The new branch in Berkel-Enschot comprises a 194.4 metre-long production unit with, behind it, two warehouses, a pallet warehouse and a block stacking warehouse. The two warehouses have a floor area of 4,627 m² and 4,461 m² respectively. And, besides that, there are other areas for offices and a company restaurant.

For NedTrain, Stow has built a parts warehouse expressly tailored to the customer’s needs or preferences. The system is composed of standard fixed shelving with narrow aisles, in which the pallets (1.20 x 1.00m) stand transversely in the racks, resting on ‘top hats’ (a kind of cross-beam). Reach trucks are used, to pick items off the pallet.

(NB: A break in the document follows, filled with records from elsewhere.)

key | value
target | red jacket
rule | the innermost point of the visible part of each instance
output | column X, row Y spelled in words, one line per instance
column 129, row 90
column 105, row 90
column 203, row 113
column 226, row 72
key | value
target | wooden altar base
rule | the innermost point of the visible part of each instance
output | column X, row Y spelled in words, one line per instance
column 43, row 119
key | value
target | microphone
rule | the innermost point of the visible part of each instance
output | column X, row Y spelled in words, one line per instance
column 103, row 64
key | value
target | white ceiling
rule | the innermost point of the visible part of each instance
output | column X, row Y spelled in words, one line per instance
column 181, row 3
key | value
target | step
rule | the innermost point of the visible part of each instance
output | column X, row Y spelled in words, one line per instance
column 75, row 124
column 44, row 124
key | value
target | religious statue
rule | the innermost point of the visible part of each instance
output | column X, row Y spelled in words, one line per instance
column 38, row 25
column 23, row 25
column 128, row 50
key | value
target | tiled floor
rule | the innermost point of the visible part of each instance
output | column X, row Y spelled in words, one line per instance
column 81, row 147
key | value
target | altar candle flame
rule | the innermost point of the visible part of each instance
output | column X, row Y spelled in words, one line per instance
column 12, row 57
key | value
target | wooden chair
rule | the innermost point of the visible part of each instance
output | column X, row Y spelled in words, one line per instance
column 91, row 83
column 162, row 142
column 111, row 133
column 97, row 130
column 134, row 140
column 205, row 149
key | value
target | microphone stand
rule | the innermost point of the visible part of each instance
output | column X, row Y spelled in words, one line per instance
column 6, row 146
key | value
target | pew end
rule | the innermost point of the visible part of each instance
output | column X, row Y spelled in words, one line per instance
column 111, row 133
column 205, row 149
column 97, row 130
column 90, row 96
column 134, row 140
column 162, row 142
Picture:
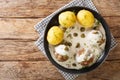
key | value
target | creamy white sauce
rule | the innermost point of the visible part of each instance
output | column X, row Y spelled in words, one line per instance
column 85, row 43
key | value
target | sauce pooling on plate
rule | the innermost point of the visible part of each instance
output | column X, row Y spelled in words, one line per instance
column 82, row 42
column 80, row 47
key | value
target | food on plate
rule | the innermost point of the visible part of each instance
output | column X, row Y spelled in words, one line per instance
column 61, row 53
column 67, row 19
column 80, row 44
column 85, row 18
column 55, row 35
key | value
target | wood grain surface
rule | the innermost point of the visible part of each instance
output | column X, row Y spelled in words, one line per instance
column 20, row 59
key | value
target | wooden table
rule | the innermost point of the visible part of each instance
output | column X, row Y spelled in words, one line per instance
column 20, row 59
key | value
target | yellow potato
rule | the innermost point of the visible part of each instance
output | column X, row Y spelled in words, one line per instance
column 55, row 35
column 85, row 18
column 67, row 19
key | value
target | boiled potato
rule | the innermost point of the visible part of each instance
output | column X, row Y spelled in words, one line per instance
column 55, row 35
column 67, row 19
column 85, row 18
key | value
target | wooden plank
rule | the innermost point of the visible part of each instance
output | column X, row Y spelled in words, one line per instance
column 24, row 28
column 44, row 70
column 18, row 28
column 19, row 50
column 114, row 25
column 42, row 8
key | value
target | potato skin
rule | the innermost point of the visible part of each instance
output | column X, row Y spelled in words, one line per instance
column 85, row 18
column 55, row 35
column 67, row 19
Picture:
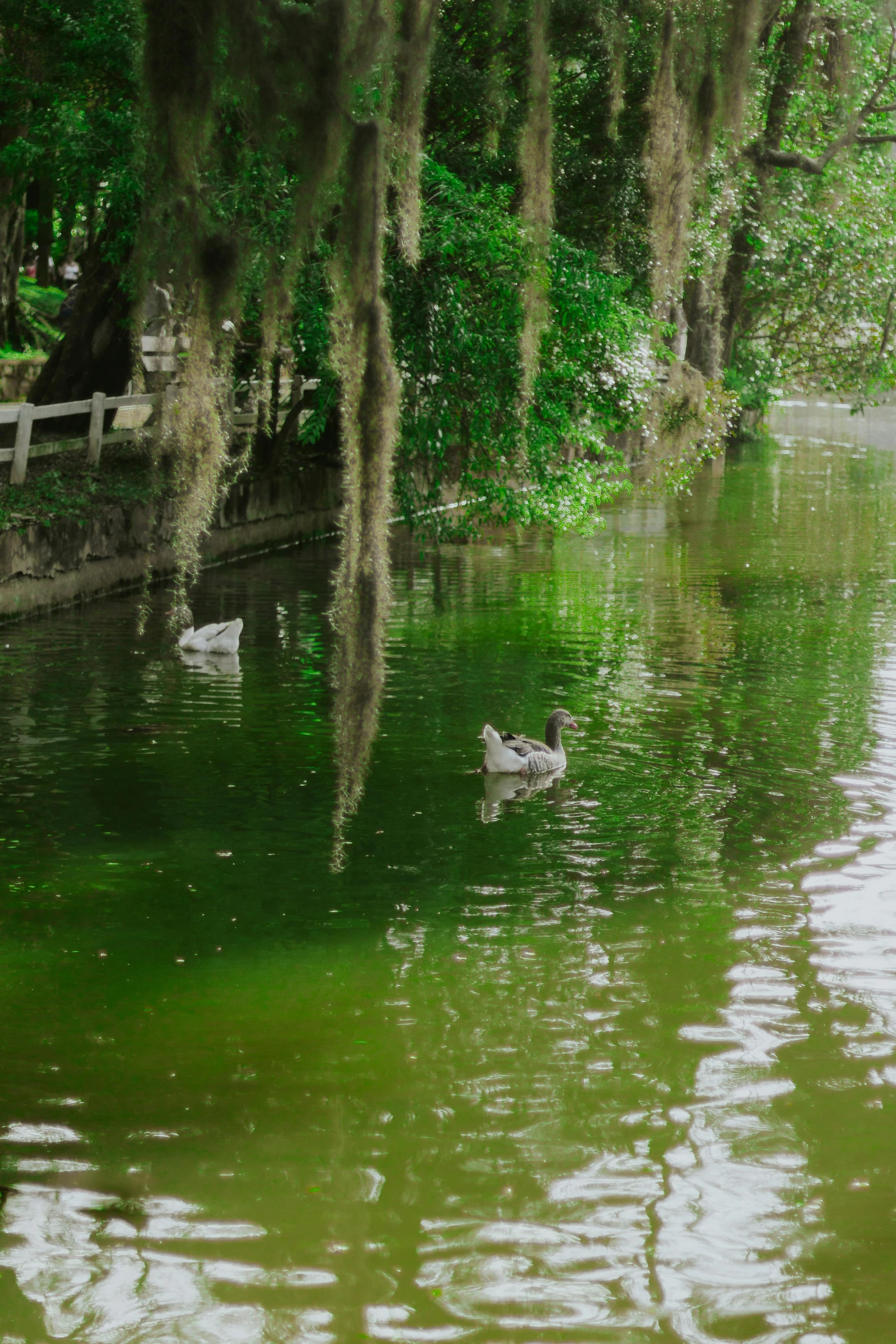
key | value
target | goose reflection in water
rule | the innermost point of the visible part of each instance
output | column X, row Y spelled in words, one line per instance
column 217, row 665
column 512, row 788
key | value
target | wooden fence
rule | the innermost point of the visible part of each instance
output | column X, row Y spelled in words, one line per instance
column 25, row 416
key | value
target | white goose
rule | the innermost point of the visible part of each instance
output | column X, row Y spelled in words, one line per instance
column 213, row 639
column 505, row 753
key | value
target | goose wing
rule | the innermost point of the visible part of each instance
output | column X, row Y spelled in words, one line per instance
column 523, row 746
column 209, row 632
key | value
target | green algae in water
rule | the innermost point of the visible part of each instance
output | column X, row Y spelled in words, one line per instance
column 583, row 1062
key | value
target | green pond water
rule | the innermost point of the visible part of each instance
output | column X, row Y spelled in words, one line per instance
column 612, row 1059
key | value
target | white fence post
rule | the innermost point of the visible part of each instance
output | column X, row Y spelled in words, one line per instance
column 94, row 436
column 23, row 444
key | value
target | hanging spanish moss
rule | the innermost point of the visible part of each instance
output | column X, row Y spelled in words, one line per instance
column 194, row 435
column 370, row 412
column 537, row 198
column 416, row 37
column 320, row 54
column 496, row 98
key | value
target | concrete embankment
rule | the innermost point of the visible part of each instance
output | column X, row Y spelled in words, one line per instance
column 55, row 565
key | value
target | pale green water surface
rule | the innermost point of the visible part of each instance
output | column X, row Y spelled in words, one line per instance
column 612, row 1062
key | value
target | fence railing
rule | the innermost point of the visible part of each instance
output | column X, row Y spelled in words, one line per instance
column 25, row 416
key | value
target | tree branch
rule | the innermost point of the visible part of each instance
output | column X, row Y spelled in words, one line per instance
column 768, row 155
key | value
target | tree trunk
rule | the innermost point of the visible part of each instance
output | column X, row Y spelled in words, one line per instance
column 95, row 352
column 45, row 230
column 743, row 249
column 13, row 238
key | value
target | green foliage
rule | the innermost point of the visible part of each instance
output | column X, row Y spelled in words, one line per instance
column 38, row 307
column 62, row 490
column 457, row 324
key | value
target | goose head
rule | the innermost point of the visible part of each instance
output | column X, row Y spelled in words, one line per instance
column 559, row 719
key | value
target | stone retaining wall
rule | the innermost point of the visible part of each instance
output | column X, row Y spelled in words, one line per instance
column 59, row 563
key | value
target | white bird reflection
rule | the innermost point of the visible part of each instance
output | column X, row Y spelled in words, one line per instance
column 217, row 665
column 509, row 788
column 98, row 1277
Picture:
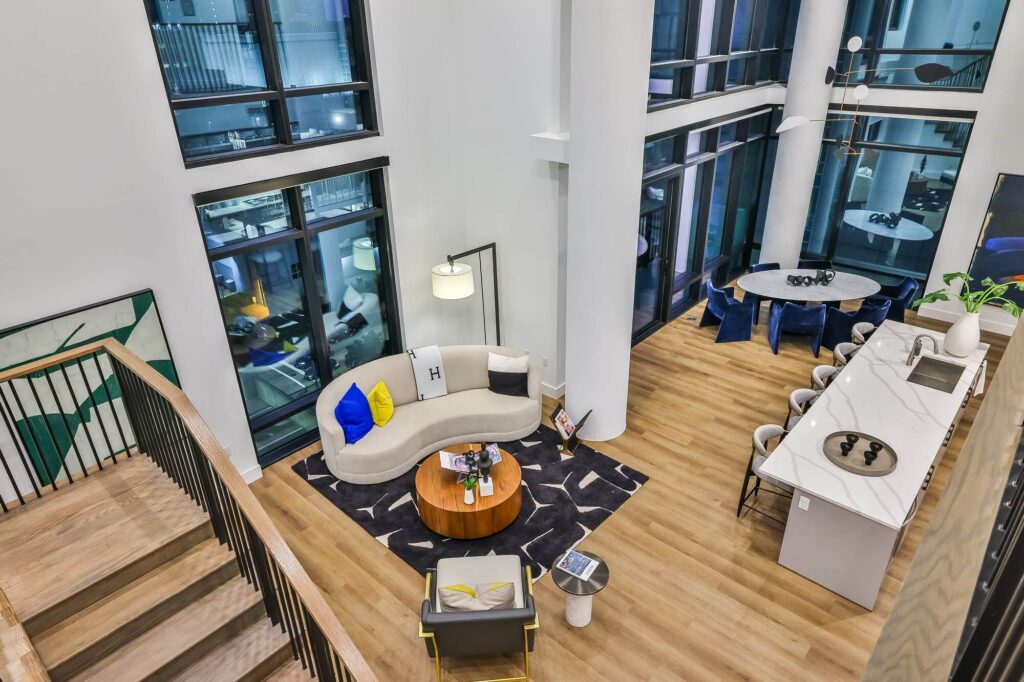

Works commenced in spring 2011 with the formal handover in August 2011. It all took around 5 months, including the time needed to dismantle parts of the old system.

Jos Halters, consultant at NedTrain, explains: “Standard pallet racks were chosen because they were simply the best bet in this case. Extensive mechanization and automation are not always a good idea. We have, in our warehouses, a very wide range of both large and small parts. Very little of which is in bulk. So that means low heights and narrow aisles, which are a big space-saver. Mobile racking would have been totally inefficient here because our reach trucks would have laid idle for too long. We have three reach trucks. In the present system, they never have to wait and are constantly on the go. The advantage is a brisk handling of picking orders, with no time lost.”

Jos Halters stresses that choosing Stow was economically sound too: “This is, of course, an economic story too. Whoever offers the best value for money, during the bidding phase, lands the contract. That’s how we let contracts. But another contributing factor, for sure, was the fact that we’d collaborated with Stow three times already. And, each time, it was a positive experience.”

“Major advantages are Stow’s great flexibility and adaptability”, said Halters. He gives us a specific example: “We still had many component parts of our old racks lying around. Some of those parts were still perfectly usable. So not everything was renewed just like that. What has been completely renewed are the yokes. On the other hand, we were able to reuse a third of the partitions from the old warehouse.”

The flexibility is clearly a distinct advantage. And that brings our interlocutor straight to another issue: “A critical point was the floor load. But the specialists from Stow came up with an ideal solution for that too. In order to evenly distribute the floor load, a modified configuration was chosen, with staggered yokes. A well thought-out solution, whereby a maximum live load is still possible.”